India skipper Virat Kohli on Saturday said the positive mindset of the cricketers and "belief" in their own abilities helped the team get back to winning ways in the third and final Test against South Africa after suffering heavy defeats in the first two test matches.
"It was hard after the first two test matches but the mindset was that we need to win at any cost. So even after two tough test matches it is the belief that got us back when no one believed in us," said Kohli, who was present at the unveiling of journalist Boria Majumdar's book 'Eleven Gods and a Billion Indians', here.
"The coach, the management... we believed in ourselves and we were able to turn the things around. We did not worry about anything. We focused on only one thing that we are good enough and we can win, and that's all that was required."
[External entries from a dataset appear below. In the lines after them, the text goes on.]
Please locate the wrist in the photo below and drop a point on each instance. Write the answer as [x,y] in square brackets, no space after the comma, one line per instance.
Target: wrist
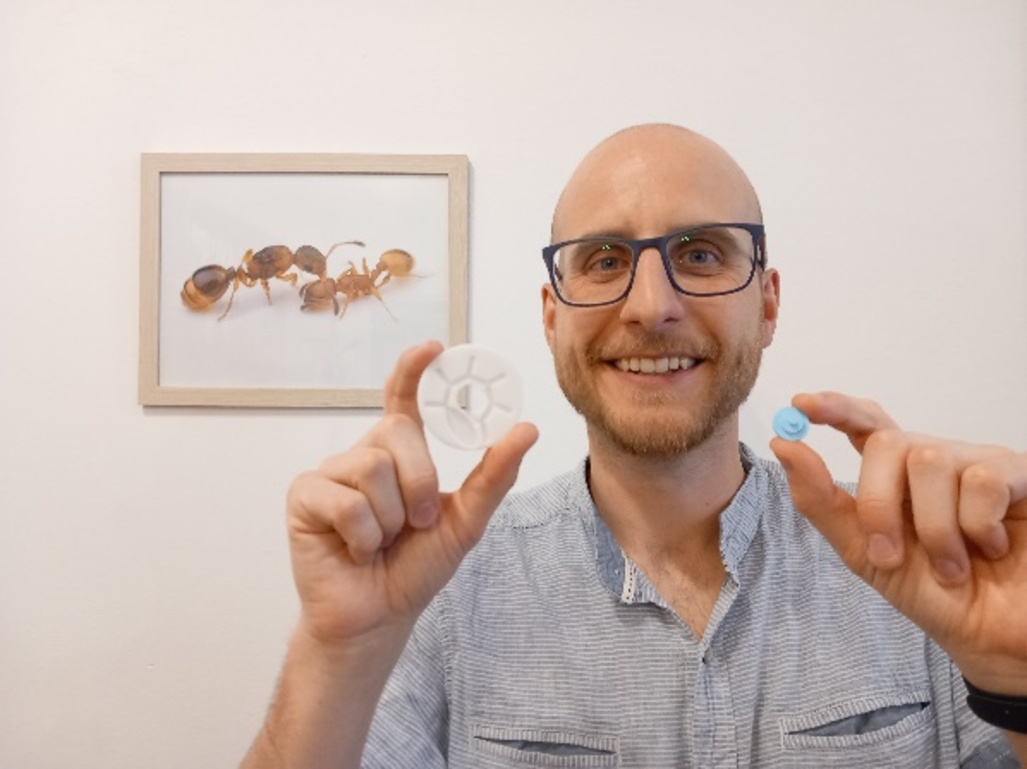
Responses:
[1004,710]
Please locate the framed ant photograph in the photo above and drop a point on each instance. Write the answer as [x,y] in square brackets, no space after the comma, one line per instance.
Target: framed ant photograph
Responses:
[296,279]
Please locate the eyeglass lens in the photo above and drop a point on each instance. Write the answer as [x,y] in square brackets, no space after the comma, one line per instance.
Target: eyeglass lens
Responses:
[704,261]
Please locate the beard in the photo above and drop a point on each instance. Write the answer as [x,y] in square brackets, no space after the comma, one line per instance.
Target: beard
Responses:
[656,424]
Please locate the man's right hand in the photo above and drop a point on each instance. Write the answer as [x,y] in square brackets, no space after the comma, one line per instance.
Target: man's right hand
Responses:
[372,537]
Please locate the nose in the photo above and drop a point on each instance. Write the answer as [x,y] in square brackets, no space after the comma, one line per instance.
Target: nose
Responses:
[652,300]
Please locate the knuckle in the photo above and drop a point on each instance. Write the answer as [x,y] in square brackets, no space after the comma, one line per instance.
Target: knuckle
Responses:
[299,490]
[375,464]
[875,511]
[886,440]
[984,484]
[929,459]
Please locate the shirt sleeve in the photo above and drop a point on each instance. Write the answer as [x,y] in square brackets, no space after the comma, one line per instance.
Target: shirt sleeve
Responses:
[411,724]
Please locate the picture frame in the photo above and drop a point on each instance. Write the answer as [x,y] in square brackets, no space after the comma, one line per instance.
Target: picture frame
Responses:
[295,280]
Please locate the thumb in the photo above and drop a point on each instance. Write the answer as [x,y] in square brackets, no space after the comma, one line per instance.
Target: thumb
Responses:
[485,488]
[827,506]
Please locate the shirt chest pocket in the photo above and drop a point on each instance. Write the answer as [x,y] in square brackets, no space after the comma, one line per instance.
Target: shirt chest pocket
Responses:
[519,746]
[875,730]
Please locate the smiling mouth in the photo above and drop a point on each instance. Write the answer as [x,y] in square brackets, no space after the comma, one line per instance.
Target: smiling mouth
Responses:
[654,366]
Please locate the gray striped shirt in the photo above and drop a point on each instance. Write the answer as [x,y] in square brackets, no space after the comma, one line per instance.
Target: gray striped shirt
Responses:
[549,648]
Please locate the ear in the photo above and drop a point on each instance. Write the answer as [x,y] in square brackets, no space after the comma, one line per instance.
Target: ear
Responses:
[770,286]
[549,302]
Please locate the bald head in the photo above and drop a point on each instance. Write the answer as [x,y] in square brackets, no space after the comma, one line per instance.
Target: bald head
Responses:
[641,177]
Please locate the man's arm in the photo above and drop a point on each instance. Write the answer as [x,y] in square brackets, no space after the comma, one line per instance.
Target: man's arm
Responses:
[372,541]
[938,527]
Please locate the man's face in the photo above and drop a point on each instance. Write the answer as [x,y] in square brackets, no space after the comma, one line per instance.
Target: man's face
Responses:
[658,373]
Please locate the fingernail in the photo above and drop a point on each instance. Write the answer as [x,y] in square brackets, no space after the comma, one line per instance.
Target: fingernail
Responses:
[882,550]
[424,514]
[949,571]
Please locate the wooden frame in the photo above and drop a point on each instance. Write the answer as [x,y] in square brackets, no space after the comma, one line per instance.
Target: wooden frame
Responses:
[280,342]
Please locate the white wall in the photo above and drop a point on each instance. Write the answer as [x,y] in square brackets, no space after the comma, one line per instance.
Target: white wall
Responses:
[145,596]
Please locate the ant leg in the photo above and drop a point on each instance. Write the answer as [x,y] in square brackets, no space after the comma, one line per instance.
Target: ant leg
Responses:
[379,296]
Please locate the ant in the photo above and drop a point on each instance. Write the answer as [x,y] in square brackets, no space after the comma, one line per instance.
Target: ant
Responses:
[208,283]
[353,283]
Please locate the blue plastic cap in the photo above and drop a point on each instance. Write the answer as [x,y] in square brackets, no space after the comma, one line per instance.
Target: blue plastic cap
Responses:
[791,424]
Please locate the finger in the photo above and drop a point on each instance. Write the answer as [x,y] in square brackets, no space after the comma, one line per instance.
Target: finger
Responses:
[371,470]
[827,506]
[485,488]
[858,418]
[988,492]
[934,493]
[321,512]
[881,495]
[415,471]
[401,388]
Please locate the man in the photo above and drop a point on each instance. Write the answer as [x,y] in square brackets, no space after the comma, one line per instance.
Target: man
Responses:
[662,605]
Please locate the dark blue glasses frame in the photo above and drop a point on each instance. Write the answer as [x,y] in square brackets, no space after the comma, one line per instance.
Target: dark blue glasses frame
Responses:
[756,231]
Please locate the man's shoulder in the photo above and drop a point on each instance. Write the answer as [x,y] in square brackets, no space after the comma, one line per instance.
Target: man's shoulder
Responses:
[562,496]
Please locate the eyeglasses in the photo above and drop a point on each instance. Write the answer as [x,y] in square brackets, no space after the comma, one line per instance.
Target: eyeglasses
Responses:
[706,261]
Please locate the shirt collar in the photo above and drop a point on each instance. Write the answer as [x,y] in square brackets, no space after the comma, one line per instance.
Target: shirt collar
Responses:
[738,524]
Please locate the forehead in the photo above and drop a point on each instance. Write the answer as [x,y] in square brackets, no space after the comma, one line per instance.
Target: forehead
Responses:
[649,182]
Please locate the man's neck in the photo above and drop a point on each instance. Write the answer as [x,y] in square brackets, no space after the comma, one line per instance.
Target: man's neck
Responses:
[666,499]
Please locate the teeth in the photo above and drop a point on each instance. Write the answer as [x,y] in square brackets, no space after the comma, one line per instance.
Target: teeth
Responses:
[654,366]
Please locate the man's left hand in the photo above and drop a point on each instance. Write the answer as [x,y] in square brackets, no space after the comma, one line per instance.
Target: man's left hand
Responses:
[938,527]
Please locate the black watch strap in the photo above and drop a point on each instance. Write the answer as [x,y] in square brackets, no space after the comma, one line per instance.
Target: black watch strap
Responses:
[998,709]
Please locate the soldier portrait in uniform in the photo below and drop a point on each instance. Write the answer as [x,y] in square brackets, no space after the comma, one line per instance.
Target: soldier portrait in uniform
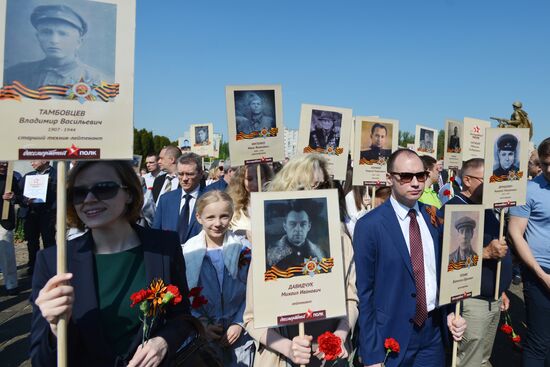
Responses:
[325,129]
[426,140]
[378,143]
[254,111]
[453,142]
[201,135]
[62,43]
[296,235]
[463,255]
[506,155]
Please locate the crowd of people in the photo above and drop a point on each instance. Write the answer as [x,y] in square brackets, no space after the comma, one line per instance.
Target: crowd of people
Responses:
[127,229]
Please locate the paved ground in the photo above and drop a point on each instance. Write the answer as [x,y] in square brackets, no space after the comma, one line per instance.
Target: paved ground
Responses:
[15,319]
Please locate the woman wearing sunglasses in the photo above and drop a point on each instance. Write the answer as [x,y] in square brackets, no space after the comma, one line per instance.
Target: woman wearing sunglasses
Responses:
[111,261]
[281,347]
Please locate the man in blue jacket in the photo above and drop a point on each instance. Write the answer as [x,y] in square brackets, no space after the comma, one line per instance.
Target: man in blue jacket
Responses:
[397,257]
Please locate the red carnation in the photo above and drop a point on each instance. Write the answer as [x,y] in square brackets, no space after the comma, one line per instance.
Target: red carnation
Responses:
[506,329]
[175,292]
[138,297]
[198,301]
[330,345]
[195,291]
[391,345]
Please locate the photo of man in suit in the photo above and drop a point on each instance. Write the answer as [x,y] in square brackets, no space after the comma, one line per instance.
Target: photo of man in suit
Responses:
[294,247]
[201,135]
[397,253]
[464,256]
[454,141]
[60,32]
[252,111]
[378,135]
[506,147]
[325,129]
[176,209]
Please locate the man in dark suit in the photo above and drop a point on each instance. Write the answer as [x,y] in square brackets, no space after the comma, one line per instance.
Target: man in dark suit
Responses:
[397,257]
[176,209]
[168,157]
[378,134]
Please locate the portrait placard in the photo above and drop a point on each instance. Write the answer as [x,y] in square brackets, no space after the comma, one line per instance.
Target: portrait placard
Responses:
[255,123]
[298,272]
[474,138]
[72,99]
[425,141]
[462,253]
[453,144]
[326,130]
[375,140]
[506,160]
[202,139]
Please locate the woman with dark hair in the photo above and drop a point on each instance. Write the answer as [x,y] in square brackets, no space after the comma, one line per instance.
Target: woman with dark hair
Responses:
[112,260]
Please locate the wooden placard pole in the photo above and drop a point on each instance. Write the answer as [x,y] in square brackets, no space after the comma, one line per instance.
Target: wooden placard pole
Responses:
[61,257]
[301,332]
[499,262]
[455,343]
[9,182]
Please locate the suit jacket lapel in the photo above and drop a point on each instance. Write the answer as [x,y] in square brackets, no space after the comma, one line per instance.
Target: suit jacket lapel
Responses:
[85,307]
[393,229]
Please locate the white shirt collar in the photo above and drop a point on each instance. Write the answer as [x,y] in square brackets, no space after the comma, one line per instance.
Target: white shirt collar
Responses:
[401,210]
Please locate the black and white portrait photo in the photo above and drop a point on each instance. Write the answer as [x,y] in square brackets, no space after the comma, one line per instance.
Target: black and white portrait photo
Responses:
[296,235]
[201,135]
[254,110]
[325,129]
[506,155]
[463,253]
[59,43]
[426,140]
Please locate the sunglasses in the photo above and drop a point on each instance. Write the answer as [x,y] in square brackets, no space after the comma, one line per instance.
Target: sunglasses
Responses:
[406,177]
[101,191]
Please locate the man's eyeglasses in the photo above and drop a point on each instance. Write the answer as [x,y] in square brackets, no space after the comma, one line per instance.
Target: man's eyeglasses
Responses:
[101,191]
[406,177]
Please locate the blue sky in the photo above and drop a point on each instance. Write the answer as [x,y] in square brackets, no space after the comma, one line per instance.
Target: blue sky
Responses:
[420,62]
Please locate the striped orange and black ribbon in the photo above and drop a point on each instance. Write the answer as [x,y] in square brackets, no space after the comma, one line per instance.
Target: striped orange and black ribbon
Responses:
[274,272]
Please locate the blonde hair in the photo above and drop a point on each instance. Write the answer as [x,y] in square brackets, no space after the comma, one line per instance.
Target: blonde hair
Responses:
[299,174]
[212,197]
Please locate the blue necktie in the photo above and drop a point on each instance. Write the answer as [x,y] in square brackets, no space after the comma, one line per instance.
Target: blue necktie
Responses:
[184,219]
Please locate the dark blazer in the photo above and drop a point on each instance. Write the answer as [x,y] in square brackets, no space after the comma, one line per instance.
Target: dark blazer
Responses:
[87,344]
[385,282]
[167,214]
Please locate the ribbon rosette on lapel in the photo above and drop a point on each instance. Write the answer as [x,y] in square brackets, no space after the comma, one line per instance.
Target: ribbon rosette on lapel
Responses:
[152,302]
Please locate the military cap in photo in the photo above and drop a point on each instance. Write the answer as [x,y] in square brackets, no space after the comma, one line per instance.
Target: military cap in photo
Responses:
[465,222]
[507,142]
[327,115]
[58,12]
When asked about his decision to bat first in the the third Test against the Proteas in Johannesburg that faced criticism by many of the cricketing experts, Kohli said he and his players were confident of winning as they did everything right throughout the match.
"Obviously it was difficult because we thought the wicket is going to play very differently and it's gonna be difficult from early on. But I felt played that test match doing all the right things and our intention was right throughout. We were not dishonest to the game, we were not scared any stage and played the right way and we knew that the game cannot do injustice to us," Kohli, who captains the Indian side in all three formats, said.
"As a team we kept looking at things from the other perspective. There were opposition from all over regarding our decision to bat first but the team believed that it was the right decision for us," he noted.
The prolific right hand batsman also claimed that it is important to be able to think out of the box to be successful under difficult condition in modern day cricket and said he and his players did the same to become a successful test side overseas.
"The mindset matters when you are going to face something difficult. At that point the team was in transition and they ended up becoming a great team overseas as well, was purely because all the payers in the team wanted to achieve the the same goal...The most important thing is you when you g to conditions that are not your own, you need to have their ability to look at things in a very different way," Kohli said.
"In cricket there is no one way of doing something. There is always your way and if you believe in your way then you can make things happen," he added.
India won the third test match against South Africa by 63 runs finishing the three test series 1-2 and went on to win the ODI and T20I series thereafter.